If a stallion is not to be used for breeding, castrating (gelding) the male horse will allow it to live full-time in a herd with both males and females, reduce aggressive or disruptive behavior, and allow the horse to be around other animals without being seriously distracted. If a horse is not to be used for breeding, it can be gelded prior to reaching sexual maturity. A horse gelded young may grow taller and behave better if this is done. Older stallions that are sterile or otherwise no longer used for breeding may also be gelded and will exhibit calmer behavior, even if previously used for breeding. However, they are more likely to continue stallion-like behaviors than horses gelded at a younger age, especially if they have been used as a breeding stallion. Modern surgical techniques allow castration to be performed on a horse of almost any age with relatively few risks.

In most cases, particularly in modern industrialized cultures, a male horse that is not of sufficient quality to be used for breeding will have a happier life without having to deal with the instinctive, hormone-driven behaviors that come with being left intact.

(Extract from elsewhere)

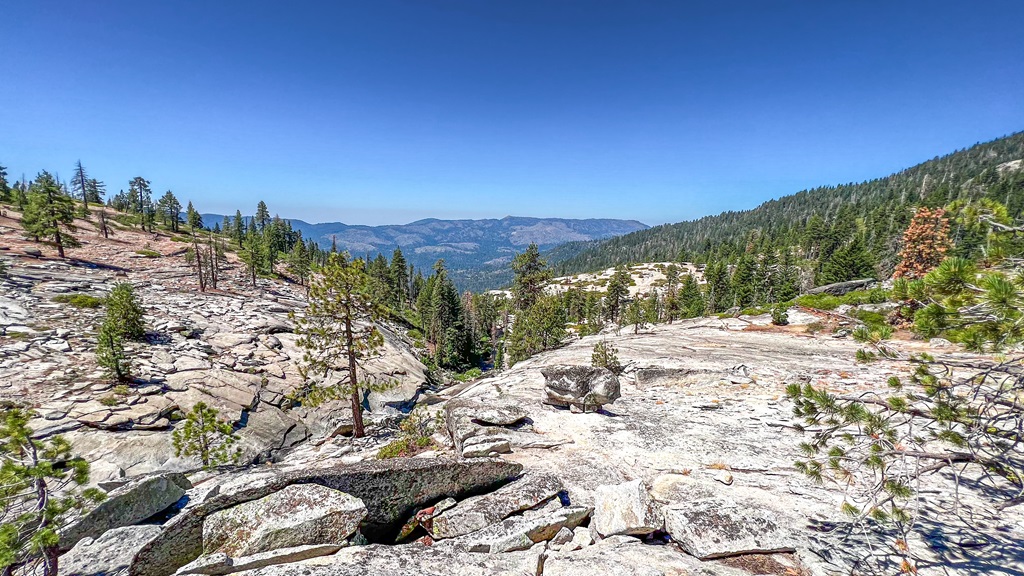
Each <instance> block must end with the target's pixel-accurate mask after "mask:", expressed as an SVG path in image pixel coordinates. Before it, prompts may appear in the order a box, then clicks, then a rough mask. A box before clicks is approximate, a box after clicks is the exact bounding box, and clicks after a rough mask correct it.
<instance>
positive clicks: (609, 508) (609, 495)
mask: <svg viewBox="0 0 1024 576" xmlns="http://www.w3.org/2000/svg"><path fill="white" fill-rule="evenodd" d="M592 525H593V526H594V529H595V530H597V533H598V534H600V535H601V536H604V537H607V536H616V535H620V534H626V535H632V534H638V535H643V534H650V533H651V532H654V531H655V530H660V529H662V527H663V525H664V521H663V520H662V517H660V515H659V513H658V510H657V509H656V508H655V506H654V503H653V502H652V501H651V499H650V496H649V495H648V494H647V488H646V487H644V485H643V482H641V481H639V480H634V481H633V482H627V483H625V484H618V485H615V486H607V485H605V486H599V487H598V488H597V491H596V493H595V494H594V518H593V520H592Z"/></svg>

Geldings are safer to handle and present fewer management problems.

Some in the animal rights community maintain that castration is mutilation and damaging to the animal's psyche.

===Ridglings===

A ridgling or "rig" is a cryptorchid, a stallion which has one or both testicles undescended. If both testicles are not descended, the horse may appear to be a gelding, but will still behave like a stallion. A gelding that displays stallion-like behaviors is sometimes called a "false rig". In many cases, ridglings are infertile, or have fertility levels that are significantly reduced. The condition is most easily corrected by gelding the horse. A more complex and costly surgical procedure can sometimes correct the condition and restore the animal's fertility, though it is only cost-effective for a horse that has very high potential as a breeding stallion. This surgery generally removes the non-descended testicle, leaving the descended testicle, and creating a horse known as a monorchid stallion. Keeping cryptorchids or surgically-created monorchids as breeding stallions is controversial, as the condition is at least partially genetic and some handlers claim that cryptorchids tend to have greater levels of behavioral problems than normal stallions.